Swinburne 3D printing technology is shaking up personalised hearing aids and earphones

Friday 5 July 2019 by Nick Adams

3D scanning of a person's ear.

Using an iPhone's 3D scanning function, customised ear devices can be scanned and printed in under an hour.

In summary

  • Swinburne-led research initiative is using new 3D printing method to fit users with personalised ear devices
  • Personalised ear devices for use with earphones and hearing aids can be created in under an hour
  • They are created using an iPhone’s 3D scanning function and a proprietary system

A new, Swinburne-led research initiative is using an ultra-fast 3D printing method to fit users with personalised ear devices in under an hour.  

Hearables 3D is a startup that draws on Swinburne research to scan and 3D print customised tips, tailored to individuals’ unique ear profile. The result is better-fitting earphones and hearing aids.

The custom, 3D printed devices are made using an iPhone’s 3D scanning function and a proprietary system that takes a raw 3D scan and automatically processes it using advance 3D statistical modelling.
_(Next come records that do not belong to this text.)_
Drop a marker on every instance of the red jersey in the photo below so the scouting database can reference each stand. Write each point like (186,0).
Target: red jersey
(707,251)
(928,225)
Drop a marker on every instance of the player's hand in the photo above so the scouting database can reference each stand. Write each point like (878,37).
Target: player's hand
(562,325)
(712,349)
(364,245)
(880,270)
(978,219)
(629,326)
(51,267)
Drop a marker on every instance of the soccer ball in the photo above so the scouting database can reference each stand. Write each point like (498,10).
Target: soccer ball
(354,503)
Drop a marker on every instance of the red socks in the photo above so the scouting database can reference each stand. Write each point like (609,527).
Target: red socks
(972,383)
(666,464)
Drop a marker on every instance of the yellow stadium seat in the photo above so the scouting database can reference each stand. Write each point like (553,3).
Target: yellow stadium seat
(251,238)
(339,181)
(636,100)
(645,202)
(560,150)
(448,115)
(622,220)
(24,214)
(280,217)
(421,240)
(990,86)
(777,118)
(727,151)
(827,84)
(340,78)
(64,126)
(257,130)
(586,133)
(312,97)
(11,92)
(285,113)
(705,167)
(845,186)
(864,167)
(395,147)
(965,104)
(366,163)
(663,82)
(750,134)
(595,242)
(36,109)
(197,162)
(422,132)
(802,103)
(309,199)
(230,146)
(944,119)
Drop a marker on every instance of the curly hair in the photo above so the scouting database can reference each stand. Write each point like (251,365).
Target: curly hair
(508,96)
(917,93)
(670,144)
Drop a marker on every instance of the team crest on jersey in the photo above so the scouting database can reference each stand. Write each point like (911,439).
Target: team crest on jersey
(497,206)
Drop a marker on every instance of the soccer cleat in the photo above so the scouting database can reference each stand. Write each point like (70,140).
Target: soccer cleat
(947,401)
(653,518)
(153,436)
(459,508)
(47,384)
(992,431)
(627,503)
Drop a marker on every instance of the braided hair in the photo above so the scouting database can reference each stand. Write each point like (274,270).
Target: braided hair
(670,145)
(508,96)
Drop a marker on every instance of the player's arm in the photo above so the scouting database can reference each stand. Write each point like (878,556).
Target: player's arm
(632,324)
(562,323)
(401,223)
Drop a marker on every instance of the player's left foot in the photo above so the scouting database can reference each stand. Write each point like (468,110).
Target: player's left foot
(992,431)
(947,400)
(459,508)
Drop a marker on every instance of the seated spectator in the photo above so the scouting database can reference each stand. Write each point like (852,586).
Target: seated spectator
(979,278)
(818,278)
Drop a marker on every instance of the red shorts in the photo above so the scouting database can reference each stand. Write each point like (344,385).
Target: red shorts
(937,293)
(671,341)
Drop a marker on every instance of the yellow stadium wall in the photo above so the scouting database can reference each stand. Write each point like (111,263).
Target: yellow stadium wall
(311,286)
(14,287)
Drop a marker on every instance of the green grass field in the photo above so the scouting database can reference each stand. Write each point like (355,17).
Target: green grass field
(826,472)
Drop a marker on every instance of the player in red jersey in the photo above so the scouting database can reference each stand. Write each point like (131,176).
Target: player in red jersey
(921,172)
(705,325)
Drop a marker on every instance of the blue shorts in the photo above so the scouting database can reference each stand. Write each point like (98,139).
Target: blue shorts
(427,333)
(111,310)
A proprietary system takes a raw 3D scan and automatically processes it using advance 3D statistical modelling.

Making a difference to the hearing impaired community

Traditionally, similar custom products have relied on uncomfortable, physical moulds, which take days to be made. Often users were stuck with uncomfortable, pre-made ear tips available in a limited range of sizes.

“The process for getting a hearing aid usually requires an audiology visit, a moulding process, and a one to two-week wait time,” says 3D Hearables’ co-founder, Director and Chief Technology Officer (CTO), Dr Phil Kinsella.

“What makes Hearables 3D different is the ability to acquire the data in a convenient manner using the latest iPhone technology, and the automation system behind it allowing a turnaround time of under an hour, with most people opting for next day delivery.”

The Hearables 3D team using a laptop.
Dr Phil Kinsella (left) completed his PhD at Swinburne and is now working with Damien Png (R) to commercialise Hearables 3D 

Chief Operating Officer (COO) and co-founder, Damian Png, says the technology can be life-changing for those with hearing aids.

“We all know someone who carries the burden of earphones falling out or being uncomfortable. For those who wear hearing aids all day every day, a poorly fitted device isn't just uncomfortable, it becomes painful. So much so that they're willing to give up one of their five senses,” says Mr Png.

He hopes the 3D Hearables products will make custom-fit hearing aids more accessible to those suffering hearing loss.

Addressing Australia’s hearing loss problem

Hearing loss is becoming an increasingly prevalent problem in society, says Mr Png.

“It is cited as the 'next smoking’ and, with all this in mind, ear solutions that everyday people like and can access are needed more than ever. That's where our technology fits in.”

Sound leakage, which causes users to listen to music at higher volumes and damages hearing, can be prevented by using personalised earphones.

 “Our vision is to make custom-fit devices an everyday norm,” says Mr Png.

Putting in the hard work

The technology needed to deliver such a fast turnaround from 3D scanning to 3D printing is based on the work of Dr Kinsella, who completed his PhD at Swinburne.

Product shot of Hearables 3D tips on earphones.
The 3D printed ear devices can be made to fit earphones and hearing aids.

“The idea of being able to have something made just for me, that’s accessible and cost-effective, sounded like a really important concept and one I wanted to be a part of,” says Dr Kinsella.

He credits Swinburne with allowing him to pursue his unique PhD.

“Swinburne provided the opportunity to pursue a PhD in a topic that would not be considered a standard PhD,” he says.

“Not only has Swinburne given me the opportunity to do this PhD but, towards the end of the research and when the results were showing promise, we were able to acquire seed funding through Swinburne Ventures, which allowed the research to gain a new life as a commercial entity.

“Being the first cross-collaboration between engineering and design at Swinburne has also allowed me to have two supervisors that to this day are providing insights, guidance and support.”

Hearables 3D is currently seeking to commercialise their product.